The Patriot Post® · Washington Post Demands Elimination of Electoral College

By Michael Swartz ·
https://patriotpost.us/articles/75044-washington-post-demands-elimination-of-electoral-college-2020-11-20

Frustrated that their fellow Democrats have won the popular vote in seven of the last eight presidential elections but haven’t won the presidency in all seven, the members of The Washington Post editorial board have finally blurted out what’s been on their minds the last four years: the Electoral College “is no longer tenable for American democracy.”

After whining about how much power Iowa farmers and Wyoming ranchers have over California and its artichoke growers, the Posters get to their point: “Mr. Trump became president in 2016 despite earning 3 million fewer votes than Democratic nominee Hillary Clinton. Now, he has come close to winning reelection despite losing the popular vote by a far greater margin.” What they fail to mention, though, is that most (if not all) of the Democrats’ margin in 2000, 2012, 2016, and perhaps 2020 was accounted for solely in the state of California. The hugely populous and overwhelmingly Democrat state skews national totals that might otherwise amount to a wash or even an easy GOP win (as it was in 2016). As columnist David Harsanyi points out, “Running up the score in big states gives partisan activists fodder, but it is irrelevant. If Donald Trump ran for the national vote, he might well have won it by spending all his time in California and New York talking about things that matter to Californians and New Yorkers. The entire dynamics of elections would be different. Our election is geared toward winning states, not people.” In that case, Trump managed to win enough of the 51 separate state elections to prevail, even if by close margins.

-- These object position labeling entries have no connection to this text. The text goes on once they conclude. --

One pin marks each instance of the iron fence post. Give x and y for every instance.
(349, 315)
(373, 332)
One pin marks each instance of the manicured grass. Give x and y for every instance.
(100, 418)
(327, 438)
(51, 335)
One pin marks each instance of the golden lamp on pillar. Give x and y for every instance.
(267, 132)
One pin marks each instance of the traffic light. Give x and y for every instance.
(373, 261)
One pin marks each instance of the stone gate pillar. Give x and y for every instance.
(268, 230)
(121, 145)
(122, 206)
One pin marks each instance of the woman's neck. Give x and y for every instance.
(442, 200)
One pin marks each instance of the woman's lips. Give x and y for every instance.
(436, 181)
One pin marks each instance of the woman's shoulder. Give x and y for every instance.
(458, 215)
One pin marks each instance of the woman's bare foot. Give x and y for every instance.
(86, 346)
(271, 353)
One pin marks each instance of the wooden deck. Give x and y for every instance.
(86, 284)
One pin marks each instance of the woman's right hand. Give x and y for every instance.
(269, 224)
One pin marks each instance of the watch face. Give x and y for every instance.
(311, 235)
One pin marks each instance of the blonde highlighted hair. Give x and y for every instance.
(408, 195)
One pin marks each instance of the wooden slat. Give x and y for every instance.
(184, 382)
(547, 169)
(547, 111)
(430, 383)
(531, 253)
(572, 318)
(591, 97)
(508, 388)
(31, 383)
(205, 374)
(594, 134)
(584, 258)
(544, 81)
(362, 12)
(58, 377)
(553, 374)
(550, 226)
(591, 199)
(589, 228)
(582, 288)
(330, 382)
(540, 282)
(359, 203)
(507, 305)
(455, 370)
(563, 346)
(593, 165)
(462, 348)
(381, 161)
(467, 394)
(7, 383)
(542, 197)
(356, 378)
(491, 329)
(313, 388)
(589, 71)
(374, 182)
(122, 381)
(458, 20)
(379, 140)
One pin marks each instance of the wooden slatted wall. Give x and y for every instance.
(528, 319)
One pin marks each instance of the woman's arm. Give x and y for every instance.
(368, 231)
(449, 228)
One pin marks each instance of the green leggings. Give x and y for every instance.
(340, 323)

And no discussion of abolishing the Electoral College would be complete without mentioning the Left’s National Popular Vote movement, which has connived legislators in 15 mainly Democrat stronghold states to join into their interstate compact and thereby subvert the Electoral College. The Post’s editorial admits that changing the Constitution to eliminate the Electoral College would be practically impossible (perhaps thanks to those dozen or so swing states that seem to matter in every election), so the National Popular Vote subversion is perfectly appropriate.

Author Richard P. Bruneau makes an even more eloquent and impassioned case for the Electoral College: “The founders designed the Electoral College to moderate the influence of large states and big cities over small states and rural districts. Rhode Island, for example, with [four] electoral votes would hardly matter if the presidency were decided strictly by a national popular vote. Presidential candidates could and would ignore states like Rhode Island and focus on states and districts with large population centers, offering more bang for effort and dollars. Small-state electoral votes have often affected the national outcome. Eliminate the Electoral College, and the voice of voters in small states all but disappears in the presidential election.”

The best argument, though, could be in the counting nightmare we’re currently living through. Bush v. Gore involved only one state and took five weeks to resolve. The current contest involves at least five states, and the legal wrangling is barely underway. Imagine fighting this out over all 50 states as parties charge and countercharge allegations of voter fraud wherever one side holds a distinct advantage in the popular vote.

Perhaps our next presidential election will yield a decisive victor. But until then, the Left’s whipping boy will continue to be the venerable Electoral College. Our system is unique and a little quirky, but it’s the best system out there and we should thank the Founders for their vision in designing it.